Maar die behandelingstermijn blijkt niet het belangrijkste element te zijn in de betaling van de uitkeringsaanvrager, aangezien een aanzienlijk percentage personen wordt betaald nog vooraleer het dossier werd ingediend : bijna één persoon op drie in de maand mei, en zowat één op twee in de maand november 1996.

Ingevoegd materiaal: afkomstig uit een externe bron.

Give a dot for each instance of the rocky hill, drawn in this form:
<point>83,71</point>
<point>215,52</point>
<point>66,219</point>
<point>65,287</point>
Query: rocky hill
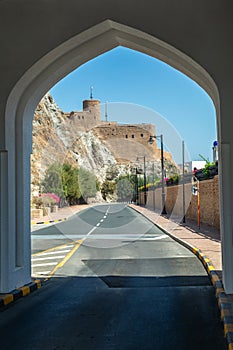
<point>57,138</point>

Het is echter verwonderlijk dat de dossiers die zeer snel bij de RVA worden ingediend blijkbaar niet die dossiers zijn die het vlugst zullen worden betaald, en dat ondanks het feit dat de behandelmingstermijn door de diensten van de RVA nagenoeg gelijk is. Het blijkt dat die dossiers de gewone chronologische weg volgen, waarbij aan de behandelingstermijn binnen de RVA normaal een termijn van twee weken wordt toegevoegd, nodig om de betaling te kunnen uitvoeren.

Paradoxaal blijft echter dat een dossier dat snel wordt betaald een dossier is waarvoor de indieningstermijn gemiddeld aanzienlijk langer is dan de normale termijn. Die dossiers volgen niet de normale chronologische weg, aangezien blijkt dat de betaling werd verricht nog voordat het dossier bij de RVA werd ingediend.

Wat beïnvloedt de beslissing van de UI om voortijdig te betalen? Welke criteria komen in aanmerking? De zekerheid een volledig en correct dossier te hebben? De vertraging opgelopen bij de samenstelling van het dossier? De planning van de betalingen door de uitbetalingsinstellingen en de tijd nodig om betaalorders aan de financiële instelling op te stellen?

Om het proces voor het behandelen van de uitkeringsaanvragen te verbeteren zou overleg tussen alle betrokken instanties op alle niveaus zeker nuttig zijn. Hierbij zou dan samen naar oplossingen kunnen worden gezocht om te lange betalingstermijnen in te korten. Er kan bijvoorbeeld worden gedacht aan de mogelijkheid om de indiening en de behandeling ante-datum van de aanvragen, indien dit mogelijk is, te veralgemenen.